Policiais do 5º Distrito Policial prenderam, na tarde de ontem, um adolescente de 15 anos acusado de participar dos atentados de terça-feira contra uma farmácia e um supermercado do Parque Vicente Leporace, zona norte da cidade. No DP, o garoto confessou que ajudou a incendiar os pontos comerciais.
O delegado Hélder Rodrigues disse que o destino do menor será a internação em uma unidade da Febem (Fundação do Bem-Estar do Menor). Será sua segunda passagem pela instituição em menos de um ano. A apreensão do adolescente e seu conseqüente encaminhamento à instituição trará tranqüilidade à região do Leporace, principalmente aos comerciantes. O policial apontou o garoto como “inimigo número um da sociedade”. “Ele é muito problemático. A população sempre cobra seu recolhimento, pois ele rouba todos os dias.

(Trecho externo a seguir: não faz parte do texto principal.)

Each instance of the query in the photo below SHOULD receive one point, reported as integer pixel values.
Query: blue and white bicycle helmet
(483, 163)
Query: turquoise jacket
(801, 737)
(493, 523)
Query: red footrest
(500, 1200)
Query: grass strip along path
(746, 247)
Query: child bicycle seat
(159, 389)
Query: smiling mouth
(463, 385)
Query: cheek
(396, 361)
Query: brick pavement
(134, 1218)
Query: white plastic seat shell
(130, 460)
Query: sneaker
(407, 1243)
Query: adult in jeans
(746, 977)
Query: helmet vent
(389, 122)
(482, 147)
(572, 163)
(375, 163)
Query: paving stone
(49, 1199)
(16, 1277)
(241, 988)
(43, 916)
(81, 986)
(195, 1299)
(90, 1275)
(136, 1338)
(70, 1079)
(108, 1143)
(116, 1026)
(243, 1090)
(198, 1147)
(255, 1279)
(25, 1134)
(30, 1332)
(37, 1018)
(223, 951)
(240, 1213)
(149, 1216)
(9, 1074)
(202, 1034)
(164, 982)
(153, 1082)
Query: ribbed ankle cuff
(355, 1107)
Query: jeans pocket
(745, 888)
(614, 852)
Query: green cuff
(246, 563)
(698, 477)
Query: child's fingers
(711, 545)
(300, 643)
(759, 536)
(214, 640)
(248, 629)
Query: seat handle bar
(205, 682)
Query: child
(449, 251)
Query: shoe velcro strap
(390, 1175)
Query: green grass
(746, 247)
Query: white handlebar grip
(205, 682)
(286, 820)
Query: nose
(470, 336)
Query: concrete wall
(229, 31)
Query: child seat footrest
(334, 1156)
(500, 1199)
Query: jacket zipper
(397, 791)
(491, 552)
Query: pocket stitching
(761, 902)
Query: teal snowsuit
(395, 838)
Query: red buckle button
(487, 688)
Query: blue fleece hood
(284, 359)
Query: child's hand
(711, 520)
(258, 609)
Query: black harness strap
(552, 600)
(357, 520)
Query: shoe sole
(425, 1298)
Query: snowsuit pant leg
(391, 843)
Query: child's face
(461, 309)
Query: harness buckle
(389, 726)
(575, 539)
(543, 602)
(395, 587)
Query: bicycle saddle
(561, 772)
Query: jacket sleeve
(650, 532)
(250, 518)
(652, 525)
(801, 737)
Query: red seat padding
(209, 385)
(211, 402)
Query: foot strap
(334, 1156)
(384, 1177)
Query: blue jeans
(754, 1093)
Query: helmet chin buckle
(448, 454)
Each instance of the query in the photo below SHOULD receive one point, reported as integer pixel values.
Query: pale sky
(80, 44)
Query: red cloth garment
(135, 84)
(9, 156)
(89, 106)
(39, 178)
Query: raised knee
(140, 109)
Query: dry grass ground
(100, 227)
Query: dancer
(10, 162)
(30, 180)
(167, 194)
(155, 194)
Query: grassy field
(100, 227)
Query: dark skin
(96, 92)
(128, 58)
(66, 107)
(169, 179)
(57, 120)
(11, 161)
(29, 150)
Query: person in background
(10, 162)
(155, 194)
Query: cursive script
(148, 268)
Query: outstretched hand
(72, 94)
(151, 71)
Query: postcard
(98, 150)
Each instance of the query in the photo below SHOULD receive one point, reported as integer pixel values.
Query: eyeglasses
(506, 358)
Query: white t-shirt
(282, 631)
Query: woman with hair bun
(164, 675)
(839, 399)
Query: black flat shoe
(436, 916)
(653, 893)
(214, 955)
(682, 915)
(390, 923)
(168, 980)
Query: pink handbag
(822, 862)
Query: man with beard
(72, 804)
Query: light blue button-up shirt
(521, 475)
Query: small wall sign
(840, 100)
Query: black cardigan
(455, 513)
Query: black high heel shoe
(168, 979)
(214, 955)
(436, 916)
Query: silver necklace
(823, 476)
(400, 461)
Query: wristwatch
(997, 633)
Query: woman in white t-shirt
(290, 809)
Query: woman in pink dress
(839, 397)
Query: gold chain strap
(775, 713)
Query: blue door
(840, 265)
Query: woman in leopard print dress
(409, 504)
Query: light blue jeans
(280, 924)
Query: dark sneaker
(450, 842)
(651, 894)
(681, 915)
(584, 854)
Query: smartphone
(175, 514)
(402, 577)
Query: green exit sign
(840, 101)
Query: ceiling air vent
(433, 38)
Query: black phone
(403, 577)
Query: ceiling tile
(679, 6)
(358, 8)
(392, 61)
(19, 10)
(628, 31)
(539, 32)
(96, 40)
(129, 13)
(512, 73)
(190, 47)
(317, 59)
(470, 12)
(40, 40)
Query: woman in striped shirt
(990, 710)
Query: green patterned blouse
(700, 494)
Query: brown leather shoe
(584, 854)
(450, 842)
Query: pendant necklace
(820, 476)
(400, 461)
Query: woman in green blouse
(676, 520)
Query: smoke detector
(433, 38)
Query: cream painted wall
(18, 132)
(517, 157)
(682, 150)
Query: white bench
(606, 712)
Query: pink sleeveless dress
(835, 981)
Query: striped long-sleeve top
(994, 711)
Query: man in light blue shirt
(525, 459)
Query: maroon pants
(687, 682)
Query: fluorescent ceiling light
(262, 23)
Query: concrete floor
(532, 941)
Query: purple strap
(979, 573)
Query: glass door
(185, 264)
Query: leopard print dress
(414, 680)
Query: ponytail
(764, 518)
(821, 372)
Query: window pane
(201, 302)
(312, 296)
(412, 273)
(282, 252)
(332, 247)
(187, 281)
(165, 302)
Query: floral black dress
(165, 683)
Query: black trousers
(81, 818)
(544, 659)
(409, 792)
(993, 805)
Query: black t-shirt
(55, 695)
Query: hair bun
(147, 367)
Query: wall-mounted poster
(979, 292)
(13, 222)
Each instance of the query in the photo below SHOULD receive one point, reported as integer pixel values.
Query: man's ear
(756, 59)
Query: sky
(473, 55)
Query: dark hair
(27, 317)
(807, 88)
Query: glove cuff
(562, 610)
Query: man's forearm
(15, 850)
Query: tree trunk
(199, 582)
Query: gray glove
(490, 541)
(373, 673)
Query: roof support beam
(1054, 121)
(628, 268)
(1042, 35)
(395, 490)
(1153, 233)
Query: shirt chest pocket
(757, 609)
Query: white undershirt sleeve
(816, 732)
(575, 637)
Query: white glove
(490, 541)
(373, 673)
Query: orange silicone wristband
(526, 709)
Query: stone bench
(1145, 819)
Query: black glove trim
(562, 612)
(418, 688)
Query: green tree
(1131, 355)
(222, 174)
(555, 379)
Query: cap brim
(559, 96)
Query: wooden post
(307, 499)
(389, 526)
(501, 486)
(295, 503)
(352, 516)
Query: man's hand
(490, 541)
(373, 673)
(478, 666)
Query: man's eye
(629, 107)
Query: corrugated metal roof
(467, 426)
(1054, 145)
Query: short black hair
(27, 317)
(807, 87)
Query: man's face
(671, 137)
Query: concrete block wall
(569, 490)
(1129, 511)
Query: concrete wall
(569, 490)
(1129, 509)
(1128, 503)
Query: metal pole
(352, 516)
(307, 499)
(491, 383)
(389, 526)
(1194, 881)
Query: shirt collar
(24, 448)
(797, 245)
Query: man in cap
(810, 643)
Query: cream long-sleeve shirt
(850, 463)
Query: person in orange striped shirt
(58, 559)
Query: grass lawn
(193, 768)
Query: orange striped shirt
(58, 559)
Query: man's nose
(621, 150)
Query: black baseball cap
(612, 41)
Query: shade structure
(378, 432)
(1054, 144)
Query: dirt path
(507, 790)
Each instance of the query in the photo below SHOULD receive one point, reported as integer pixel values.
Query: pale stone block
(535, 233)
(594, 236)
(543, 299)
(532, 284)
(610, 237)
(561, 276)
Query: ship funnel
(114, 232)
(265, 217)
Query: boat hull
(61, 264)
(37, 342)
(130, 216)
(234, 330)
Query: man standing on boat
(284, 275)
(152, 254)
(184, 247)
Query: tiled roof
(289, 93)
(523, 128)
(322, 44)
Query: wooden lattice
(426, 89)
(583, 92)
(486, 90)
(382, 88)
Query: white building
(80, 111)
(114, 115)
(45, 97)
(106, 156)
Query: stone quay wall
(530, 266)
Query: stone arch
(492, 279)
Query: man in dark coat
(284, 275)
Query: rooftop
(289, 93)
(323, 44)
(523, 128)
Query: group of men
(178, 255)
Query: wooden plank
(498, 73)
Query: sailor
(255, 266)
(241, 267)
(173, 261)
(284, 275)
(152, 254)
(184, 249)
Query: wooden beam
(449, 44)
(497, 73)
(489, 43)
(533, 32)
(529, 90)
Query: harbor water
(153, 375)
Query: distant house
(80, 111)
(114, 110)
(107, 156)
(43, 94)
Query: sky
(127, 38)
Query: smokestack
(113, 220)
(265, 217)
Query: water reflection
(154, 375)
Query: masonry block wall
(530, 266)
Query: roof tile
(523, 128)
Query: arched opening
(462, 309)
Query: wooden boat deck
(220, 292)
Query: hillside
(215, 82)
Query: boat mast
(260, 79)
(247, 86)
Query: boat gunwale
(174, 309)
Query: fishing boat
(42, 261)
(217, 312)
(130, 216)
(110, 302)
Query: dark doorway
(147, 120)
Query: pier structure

Felizmente, a Justiça concedeu sua custódia por cinco dias, conseguimos mais provas e seu caminho, agora, será a Febem.”
O adolescente identificou os outros dois autores dos atentados aos pontos comerciais, que também seriam menores. A polícia trabalha para localizá-los e interrogá-los ainda hoje. “São conhecidos aqui no bairro. Nosso objetivo é apreendê-los rapidamente para tentarmos descobrir os mandantes dos crimes”, disse Rodrigues.
O presidente do Conseg (Conselho de Segurança) do Leporace, Antônio Carlos Lima, o “Toninho”, avalizou as declarações do delegado e disse que o garoto é um verdadeiro “tormento”. “Ele é frio e calculista. Não se arrepende dos crimes que comete. Se tiver uma arma nas mãos, mata uma pessoa sem pensar duas vezes. Sua internação na Febem certamente agradará a todo o Leporace”, disse.
Além da participação nos atentados, o menor conta com várias passagens anteriores na polícia por diversos delitos, como roubo, furto mediante arrombamento, porte e tráfico de entorpecentes e até pela pichação do muro do 5º DP.
FRIEZA
O adolescente reconheceu que participou dos atentados contra o supermercado e a farmácia com naturalidade. Não soube detalhar os motivos que o levaram a cometer os atos, mas negou ter agido a mando de alguém. “Ninguém me mandou fazer. É por minha conta mesmo”. Sobre a segunda internação na Febem, o menor estava conformado. “Não tem como arrepender. Agora, tem que tirar a caminhada (prisão)”, disse.
O motivo que o leva a cometer tantos crimes seria o consumo de entorpecentes, que ele reconhece usar desde criança. “Comecei com 9 anos. Minha mãe tentou me ajudar, mas eu não quis.”